The National Hurricane Center has predicted another active season this year, but everyone was surprised to find the strong ones forming so early, in late June and now early July, coming up from the Caribbean. Usually our season begins with Cape Verde storms rolling off the African coast and bowling across the deep blue sea toward Florida, which sticks out 600 miles into the warm Atlantic like a headpin.

But predicted or not, Hurricane Dennis howled and flashed and rained in torrents here last night at five a.m. and scared the cat. Its dangerous center will pass hundreds of miles to our West, but its strong tropical force rainbands extend across the whole state. I've seen about a dozen hurricanes firsthand in Florida, including tight, tornado-like Andrew and last year's sprawling Frances, which felled a huge ficus that we had a time getting removed. But the worst one I experienced was the first, David, in 1979, three years after we moved to Port St. Lucie.

David approached while Barb was ten days overdue and knocked out our power right away. It was only a category 1 or 2 storm when it made landfall at Jupiter and came north at us. As the eye approached, we saw our little slash pines bend all the way to the ground in horizontal agony, then came a sudden calm when the eye passed over us and our little trees stood up straight again, confused and dazed by the blue sky and balmy sunshine (yes, we went out in the eye and did all the things they told us not to). But our respite was brief. Within a few minutes all our little pines got flopped over to the ground in the opposite direction and stayed there like a wrestler crying uncle and pounding the mat to no avail against a sadistic adversary.

All in all David was a three-day-plus event, like living in a wind tunnel. Although it was only a low-number hurricane, it was all we needed and more. We don't mess with these "facts of life living in Florida"; they're nasty and messy.
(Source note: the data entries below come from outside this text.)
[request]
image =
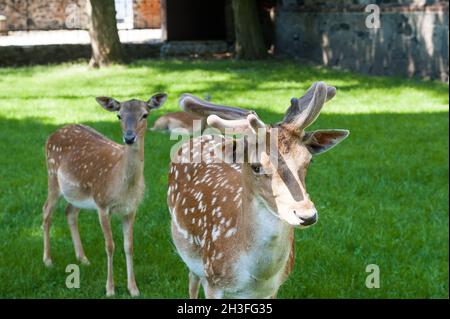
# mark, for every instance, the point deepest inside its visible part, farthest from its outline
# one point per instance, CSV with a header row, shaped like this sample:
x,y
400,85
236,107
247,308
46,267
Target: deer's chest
x,y
259,270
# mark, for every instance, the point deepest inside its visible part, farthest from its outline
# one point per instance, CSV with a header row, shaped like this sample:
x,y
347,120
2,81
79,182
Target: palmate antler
x,y
223,117
305,110
301,114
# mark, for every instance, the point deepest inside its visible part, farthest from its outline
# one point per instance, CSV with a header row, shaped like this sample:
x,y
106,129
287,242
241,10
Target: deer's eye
x,y
256,168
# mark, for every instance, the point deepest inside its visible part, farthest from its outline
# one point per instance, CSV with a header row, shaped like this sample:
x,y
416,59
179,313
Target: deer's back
x,y
205,200
82,161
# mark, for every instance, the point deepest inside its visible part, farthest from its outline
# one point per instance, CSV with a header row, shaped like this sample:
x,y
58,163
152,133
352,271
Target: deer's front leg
x,y
127,226
105,222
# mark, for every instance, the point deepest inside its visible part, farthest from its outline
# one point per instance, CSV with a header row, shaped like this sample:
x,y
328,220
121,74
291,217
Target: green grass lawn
x,y
382,195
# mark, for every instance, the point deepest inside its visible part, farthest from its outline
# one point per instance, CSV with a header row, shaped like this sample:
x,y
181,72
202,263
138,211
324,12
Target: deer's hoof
x,y
85,261
48,262
134,292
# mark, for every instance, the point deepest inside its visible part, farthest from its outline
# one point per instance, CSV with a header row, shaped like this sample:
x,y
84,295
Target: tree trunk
x,y
249,37
105,43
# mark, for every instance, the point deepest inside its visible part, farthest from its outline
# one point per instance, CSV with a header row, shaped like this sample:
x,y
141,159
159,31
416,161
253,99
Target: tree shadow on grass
x,y
369,192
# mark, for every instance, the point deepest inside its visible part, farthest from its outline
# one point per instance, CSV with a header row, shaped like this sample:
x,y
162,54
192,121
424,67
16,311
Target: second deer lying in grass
x,y
92,172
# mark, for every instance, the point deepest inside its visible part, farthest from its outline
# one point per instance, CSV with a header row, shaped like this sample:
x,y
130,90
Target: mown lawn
x,y
382,195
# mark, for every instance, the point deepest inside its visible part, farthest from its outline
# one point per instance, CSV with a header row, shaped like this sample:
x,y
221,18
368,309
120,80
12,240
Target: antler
x,y
193,104
249,124
304,111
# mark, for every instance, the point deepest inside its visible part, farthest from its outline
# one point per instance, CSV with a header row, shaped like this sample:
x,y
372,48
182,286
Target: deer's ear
x,y
321,141
108,103
156,101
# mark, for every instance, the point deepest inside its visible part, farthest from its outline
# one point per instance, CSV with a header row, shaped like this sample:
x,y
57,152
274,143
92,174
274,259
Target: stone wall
x,y
68,14
412,41
147,14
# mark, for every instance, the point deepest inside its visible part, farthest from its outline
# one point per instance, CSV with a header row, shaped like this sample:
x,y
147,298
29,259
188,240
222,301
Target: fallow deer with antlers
x,y
92,172
232,223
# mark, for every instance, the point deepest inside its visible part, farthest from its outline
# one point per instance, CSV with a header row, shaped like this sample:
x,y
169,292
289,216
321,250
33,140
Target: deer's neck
x,y
133,162
268,237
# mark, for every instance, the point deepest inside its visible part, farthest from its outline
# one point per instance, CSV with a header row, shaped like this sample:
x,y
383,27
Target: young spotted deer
x,y
232,223
92,172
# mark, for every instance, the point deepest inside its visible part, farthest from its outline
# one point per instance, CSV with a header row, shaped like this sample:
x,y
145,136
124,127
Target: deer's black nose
x,y
309,221
129,137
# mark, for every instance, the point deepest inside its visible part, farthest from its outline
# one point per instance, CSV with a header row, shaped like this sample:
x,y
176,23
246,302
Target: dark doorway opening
x,y
194,20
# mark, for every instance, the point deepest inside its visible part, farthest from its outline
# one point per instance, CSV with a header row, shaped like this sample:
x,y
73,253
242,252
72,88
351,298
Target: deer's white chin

But if people use good sense and stay inside, these huge storms' winds don't do a lot of harm in themselves usually, unless one is close to the eyewall; the danger is in the flooding and cleanup accidents after the worst passes, when people do crazy things with downed power lines and tree and yard cleanups, shutter removal, etc., and work themselves into heart attacks and cuts and bruises.
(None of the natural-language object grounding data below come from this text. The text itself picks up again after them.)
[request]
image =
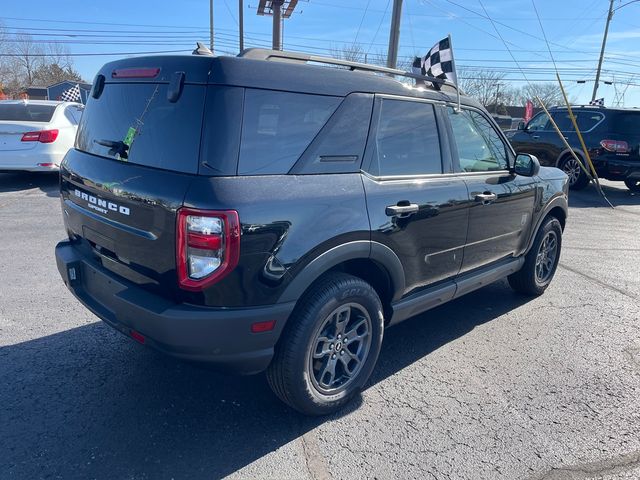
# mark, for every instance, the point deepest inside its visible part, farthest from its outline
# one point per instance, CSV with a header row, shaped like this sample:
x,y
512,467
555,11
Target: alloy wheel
x,y
572,168
546,258
339,348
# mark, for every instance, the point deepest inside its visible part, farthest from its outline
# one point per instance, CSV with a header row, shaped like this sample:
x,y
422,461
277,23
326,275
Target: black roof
x,y
275,75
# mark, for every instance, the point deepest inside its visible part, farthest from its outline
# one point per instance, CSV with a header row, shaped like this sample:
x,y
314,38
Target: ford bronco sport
x,y
267,212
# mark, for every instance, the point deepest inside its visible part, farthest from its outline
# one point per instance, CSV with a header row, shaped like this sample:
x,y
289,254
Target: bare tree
x,y
550,94
483,85
27,54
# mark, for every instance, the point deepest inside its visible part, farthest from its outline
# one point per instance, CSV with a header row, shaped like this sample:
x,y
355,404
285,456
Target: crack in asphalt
x,y
611,466
600,282
316,464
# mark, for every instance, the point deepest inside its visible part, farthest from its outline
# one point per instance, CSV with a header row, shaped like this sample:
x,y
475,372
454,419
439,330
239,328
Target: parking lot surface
x,y
491,386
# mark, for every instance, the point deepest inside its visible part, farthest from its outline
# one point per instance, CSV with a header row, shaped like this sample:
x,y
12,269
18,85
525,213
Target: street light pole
x,y
394,34
240,25
211,25
604,43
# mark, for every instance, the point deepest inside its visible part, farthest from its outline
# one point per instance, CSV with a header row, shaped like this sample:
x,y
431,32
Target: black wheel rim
x,y
546,258
339,348
572,168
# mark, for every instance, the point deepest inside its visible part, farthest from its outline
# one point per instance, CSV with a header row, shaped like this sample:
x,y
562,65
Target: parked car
x,y
35,135
259,212
611,135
On the fourth night without power we heard the Florida Power and Light truck in the next block behind us, about three a.m., and rushed over in our pajamas to plead for service restoration. Being without power for about four days and using bucket water from our splash pool for showers al fresca on our back stoop in the dark was miserable. But David didn't break our spirits or our health. And our little trees survived and grew aright, and baby Mark was born two days afterward, beautiful and perfect.